A well-known Red Deer artist Ryan Willert has painted murals across the city as well as some Calgary buildings, but never did he receive calls from Catholic organizations.
Willert, an Indigenous man, illustrates aspects of his culture through art.
In the past, Willert has been hired by Calgary Board of Education, Mount Royal University and the surrounding reserves.
His work is also showcased in downtown Red Deer.
But while his career was progressing, he wasn’t receiving requests from Caltholic schools – and that at the time – didn’t surprise the artist.
“Because I promote Blackfoot spirituality, and I believe 100 per cent in my Blackfoot beliefs and I practice that and it’s what I teach when I’m in schools,” the 36-year-old said.
“So I didn’t expect Catholic schools to hire me.”
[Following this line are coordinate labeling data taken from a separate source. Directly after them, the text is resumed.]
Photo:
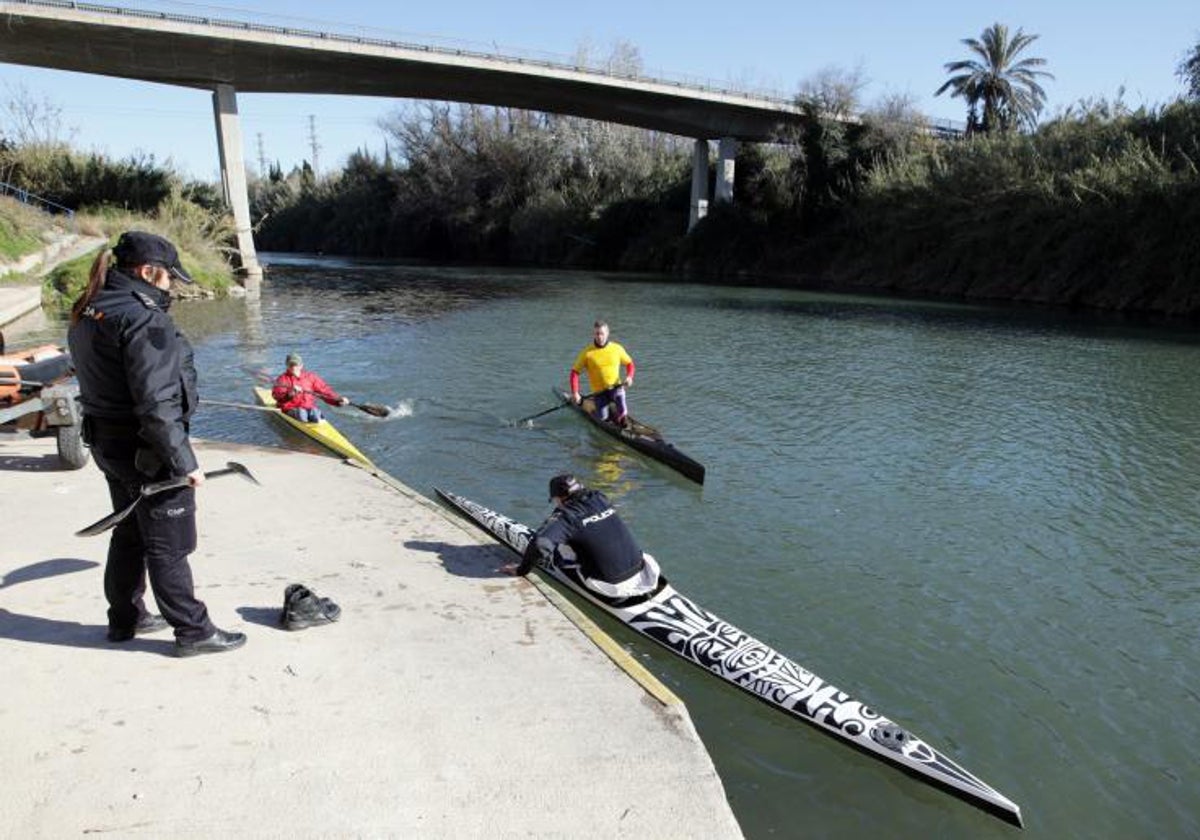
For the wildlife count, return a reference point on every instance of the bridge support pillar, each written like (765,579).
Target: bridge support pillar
(726,156)
(233,179)
(699,207)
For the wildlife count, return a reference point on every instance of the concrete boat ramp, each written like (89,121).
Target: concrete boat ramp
(449,701)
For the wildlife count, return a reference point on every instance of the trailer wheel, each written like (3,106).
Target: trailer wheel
(71,449)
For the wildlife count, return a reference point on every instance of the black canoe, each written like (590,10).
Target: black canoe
(646,439)
(688,630)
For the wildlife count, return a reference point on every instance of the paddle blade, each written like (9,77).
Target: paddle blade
(109,521)
(373,409)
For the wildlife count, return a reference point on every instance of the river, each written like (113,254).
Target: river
(981,521)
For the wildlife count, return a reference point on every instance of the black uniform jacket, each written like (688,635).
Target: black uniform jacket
(588,523)
(136,367)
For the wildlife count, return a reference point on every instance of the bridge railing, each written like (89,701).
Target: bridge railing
(33,199)
(466,51)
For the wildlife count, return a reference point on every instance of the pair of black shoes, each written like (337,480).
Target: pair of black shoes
(305,609)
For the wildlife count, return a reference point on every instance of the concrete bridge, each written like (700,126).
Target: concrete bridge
(227,57)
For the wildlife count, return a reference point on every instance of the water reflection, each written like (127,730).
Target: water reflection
(930,505)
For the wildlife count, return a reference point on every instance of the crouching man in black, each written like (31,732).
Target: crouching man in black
(586,538)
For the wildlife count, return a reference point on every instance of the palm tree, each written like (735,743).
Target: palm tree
(1006,89)
(1189,72)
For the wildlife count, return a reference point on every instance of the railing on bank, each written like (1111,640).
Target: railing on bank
(33,199)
But now that has changed and it has led to healing on both sides – Indigenous and the Catholic community, the artist said.
He has now completed murals in three Red Deer Catholic schools: St. Thomas Aquinas Middle School, St. Francis of Assisi Middle School (in 2019) and the latest at École Camille J. Lerouge School.
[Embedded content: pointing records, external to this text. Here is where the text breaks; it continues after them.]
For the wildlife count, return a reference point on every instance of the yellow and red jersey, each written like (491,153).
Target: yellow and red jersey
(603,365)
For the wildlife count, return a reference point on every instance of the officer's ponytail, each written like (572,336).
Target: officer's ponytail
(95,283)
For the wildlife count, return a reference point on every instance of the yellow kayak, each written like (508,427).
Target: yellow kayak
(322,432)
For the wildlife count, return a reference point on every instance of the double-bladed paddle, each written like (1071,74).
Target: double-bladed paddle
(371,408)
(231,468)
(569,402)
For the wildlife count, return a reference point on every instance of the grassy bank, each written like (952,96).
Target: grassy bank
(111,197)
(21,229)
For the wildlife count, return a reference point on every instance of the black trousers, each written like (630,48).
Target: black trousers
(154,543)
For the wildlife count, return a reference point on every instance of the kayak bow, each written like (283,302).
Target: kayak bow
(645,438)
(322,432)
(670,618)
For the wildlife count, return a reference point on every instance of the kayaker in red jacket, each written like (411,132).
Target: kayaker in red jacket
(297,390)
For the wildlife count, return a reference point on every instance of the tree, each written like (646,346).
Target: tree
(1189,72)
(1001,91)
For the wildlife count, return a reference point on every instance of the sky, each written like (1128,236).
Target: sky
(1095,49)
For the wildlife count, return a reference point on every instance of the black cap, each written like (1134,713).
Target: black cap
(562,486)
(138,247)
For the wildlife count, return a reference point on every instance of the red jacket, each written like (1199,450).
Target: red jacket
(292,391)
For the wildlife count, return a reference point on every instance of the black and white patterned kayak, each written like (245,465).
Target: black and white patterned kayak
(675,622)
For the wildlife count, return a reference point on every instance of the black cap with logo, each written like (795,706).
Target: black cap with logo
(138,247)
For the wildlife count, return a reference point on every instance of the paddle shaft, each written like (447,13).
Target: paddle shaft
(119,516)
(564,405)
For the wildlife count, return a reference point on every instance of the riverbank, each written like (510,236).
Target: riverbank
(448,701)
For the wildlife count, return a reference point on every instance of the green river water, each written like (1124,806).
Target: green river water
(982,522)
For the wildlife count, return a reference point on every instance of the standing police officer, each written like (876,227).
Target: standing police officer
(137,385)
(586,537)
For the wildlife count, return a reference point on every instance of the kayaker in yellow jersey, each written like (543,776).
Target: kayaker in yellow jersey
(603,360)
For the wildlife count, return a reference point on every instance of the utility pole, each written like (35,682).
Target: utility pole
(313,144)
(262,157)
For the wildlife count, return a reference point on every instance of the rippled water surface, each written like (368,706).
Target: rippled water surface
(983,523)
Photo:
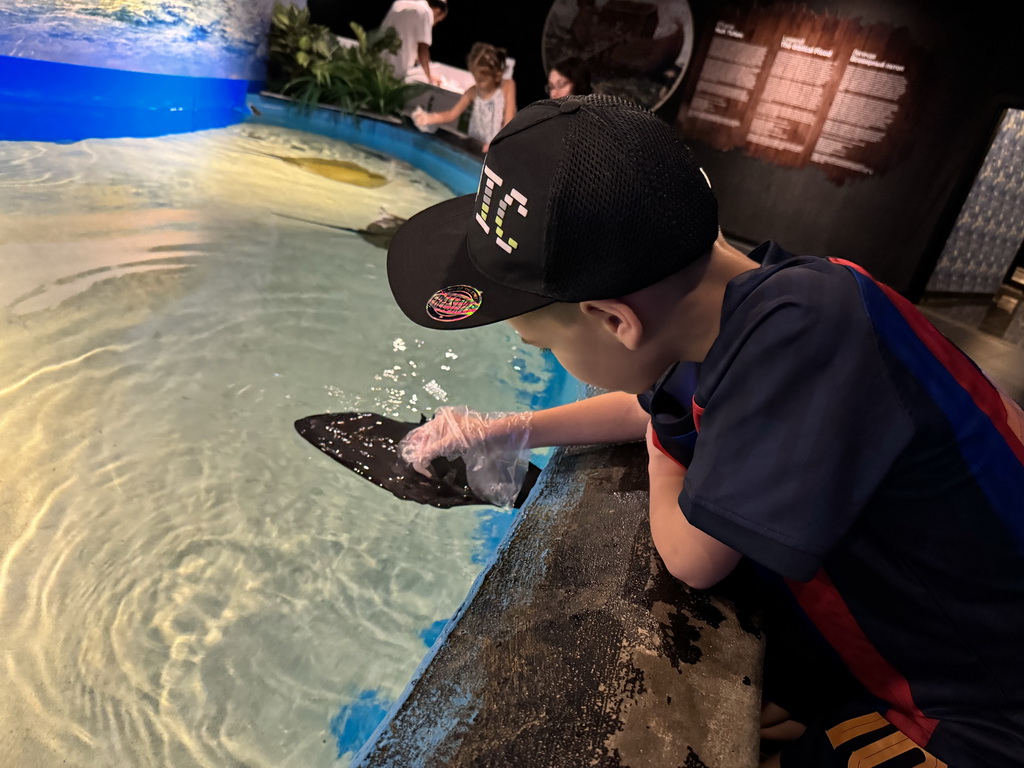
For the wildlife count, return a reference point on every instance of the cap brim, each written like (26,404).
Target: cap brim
(429,258)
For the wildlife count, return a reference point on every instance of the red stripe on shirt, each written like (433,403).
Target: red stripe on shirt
(659,446)
(985,395)
(825,607)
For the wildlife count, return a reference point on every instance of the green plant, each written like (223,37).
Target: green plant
(308,65)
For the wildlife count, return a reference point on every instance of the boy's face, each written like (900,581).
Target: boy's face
(588,349)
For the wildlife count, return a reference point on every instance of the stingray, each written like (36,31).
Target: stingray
(367,443)
(377,233)
(336,170)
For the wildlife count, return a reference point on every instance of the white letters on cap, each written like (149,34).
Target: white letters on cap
(488,181)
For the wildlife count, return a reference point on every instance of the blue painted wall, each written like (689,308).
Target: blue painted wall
(84,69)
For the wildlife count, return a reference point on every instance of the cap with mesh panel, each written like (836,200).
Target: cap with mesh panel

The two Camille school murals, which the artist finished about two weeks ago, are located in the French immersion school’s entryway – one on the left and another on the right.
The mural on the left has a Métis symbol and a French Catholic Cross and it has an image of a Métis girl represeting all the students in the school.
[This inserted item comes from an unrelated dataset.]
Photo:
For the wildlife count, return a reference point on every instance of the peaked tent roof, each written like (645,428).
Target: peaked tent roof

“But I wanted to give it a female energy to give empowerment to our young Indigenous women in our community,” the central Alberta artist explained.
Speaking of the cross, he explained the first Métis people where French Catholic people.
The mural on the right depicts an eagle for strength in the Blackfoot culture and a fleur-de-lis.
“By putting that eagle on the wall I wanted to give the faculty the positive strength they need to educate our young ones and help them be leaders in the community.”
Before painting the mural at St. Francis, Willert took a trip to Guatemala to research more about Catholicism.
“There, the Mayan people have adopted the Catholic beliefs and fully engulfed it in their culture,” the Red Deer man explained.
The end result was a mural of Virgin Mary representing Mother Earth – alongside sun, moon and the morning star.
“In the Blackfoot culture we start our prayers with ‘I beg of you Grandfather Sun, Grandmother Moon, Morning Star, Mistaken Morning Star and Grandmother Earth, Grandmothers, Grandfathers.’
“So it’s a chain of prayers for the Blackfoot people and I painted the Virgin Mary holding the Earth so she is the representation of Grandmother Earth.”
The mural at St. Thomas depicts a traditional Blackfoot headdress, the buffalo, and the laws of four elements.
“I was in the school and I went around classes and I gave ceremonial teachings to the children and then I put the teachings I gave them on the wall: laws of four elements and buffalo teachings,” he said.
The murals are a win for the community – the entire City of Red Deer.
“Yes the kids are directly exposed to the art work and are directly learning, but with that, it’s creating a healthy impact overall because from the kids it goes back home to the parents who hear about it,” he explained.